Krefeld. Einen Nachnamen mit größerem Krefeld-Bezug kann man nicht haben. „Einer meiner Ahnen war wirklich der Meister Ponzelar, der heute als Bronze-Statue auf dem Südwall steht“, sagt Carola Ponzelar-Reuters lachend. „Deswegen wollte ich nach der Hochzeit auf keinen Fall wie mein Mann heißen.“
Seit mehr als 21 Jahren lebt die Lehrerin in Stahldorf und ist dort mindestens genauso bekannt wie ihr Vorfahre. Jeder, der ihren Weg kreuzt, grüßt sie herzlich. Doch als damals der Umzug von Bockum in den Krefelder Süden anstand, haben die heute 57-Jährige und ihr Mann erst einmal gezögert.
„Anfangs waren wir von dem Gedanken, direkt am Stahlwerk von Thyssen-Krupp Nirosta zu wohnen, nicht so begeistert“, erinnert sie sich. „Doch heute ist der Stadtteil unsere Heimat und wir fühlen uns pudelwohl hier.“
Carola Ponzelar-Reuters kennt die schönen Seiten von Stahldorf, das von den meisten Krefeldern nur als Industriestandort wahrgenommen wird. Als Treffpunkt für den Spaziergang hat sie das Jugendzentrum Stahlnetz an der Oberschlesienstraße gewählt.
Die Fassade ist frisch gestrichen, zwei große Schilder aus Edelstahl glänzen in der Sonne. „Das ist das schönste Haus im Ort“, findet Ponzelar-Reuters — und gibt zu, dass sie dabei nicht ganz objektiv ist.
Denn als erste Vorsitzende des Fördervereins für Kinder- und Jugendarbeit Stahldorf hat sie maßgeblich dazu beigetragen, dass das Jugendzentrum von einem kleinen Bauwagen in das große sanierte Gebäude ziehen konnte. „Geschafft haben wir das aber nur dank Thyssen“, sagt sie. „Das Unternehme ist unser größter Sponsor.“
Das Haus ist Ende des 19. Jahrhunderts gebaut worden und gehört damit zu den ältesten im Ort. „2012 feiert das Stahlwerk sein 100-jähriges Bestehen“, berichtet Ponzelar-Reuters.

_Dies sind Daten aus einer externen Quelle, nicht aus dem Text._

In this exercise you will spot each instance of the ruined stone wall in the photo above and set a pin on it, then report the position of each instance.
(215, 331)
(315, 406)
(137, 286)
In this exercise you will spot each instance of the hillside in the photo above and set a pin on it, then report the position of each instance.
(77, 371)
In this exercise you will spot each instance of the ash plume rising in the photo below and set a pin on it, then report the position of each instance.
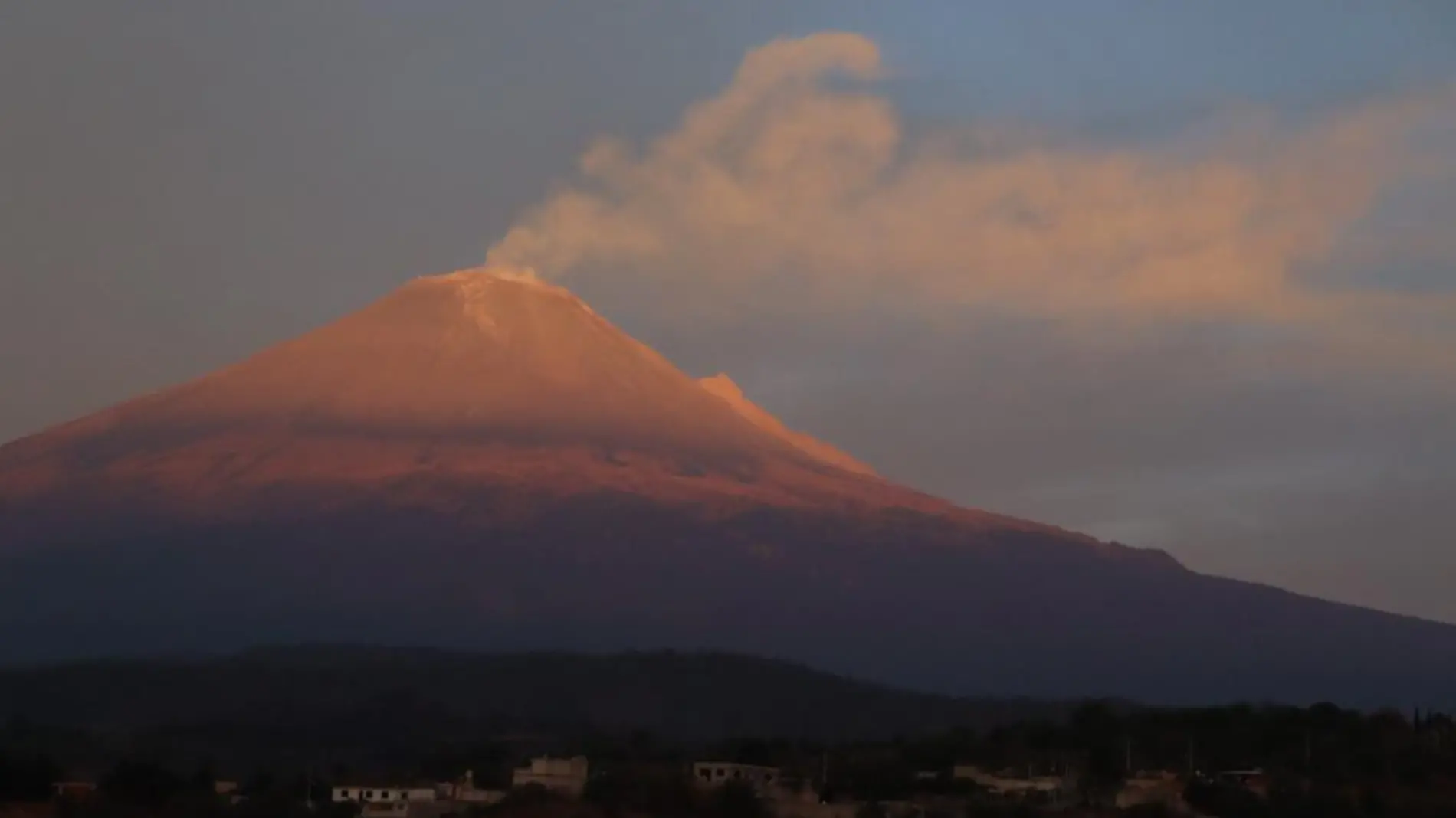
(802, 171)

„An der Oberschlesienstraße sind damals die ersten Häuser für die Arbeiter entstanden.“ Und so finden sich auch noch heute an vielen Gebäuden Bilder, die die der Arbeit im Stahlwerk darstellen
Über die Vulkanstraße, die den Stadtteil in einen neuen und einen alten Teil trennt, geht es Richtung Osten zum Limbourgplatz — und bereits hier wird deutlich: Stahldorf ist grüner, als es der Name vermuten lässt. „Wir haben viele kleine Parkanlagen“, sagt Ponzelar-Reuters. „Und natürlich den großen Fischelner Stadtpark vor der Tür. Er erstreckt sich von der Remscheider bis zur Kimplerstraße.“
Vor allem die vielen Kinder können sich hier oder auf einem der zahlreichen Spielplätze nach Herzenslust austoben, ohne dass es jemanden stört. „Wenn zum Beispiel die Spielaktion Mobifant nach Stahldorf kommt, rennen bis zu hundert begeisterte Kinder jeden Tag dorthin“, sagt die engagierte Jugendförderin. „Und wenn es dabei mal lauter wird, beschwert sich darüber niemand.“
Auch dass Deutsche, Türken, Griechen, Russen und Menschen aus vielen anderen Nationen auf engen Raum miteinander leben, scheint in Stahldorf kein großes Thema zu sein. „Bei uns ist Multikulti kein Problem“, sagt Carola Ponzelar-Reuters.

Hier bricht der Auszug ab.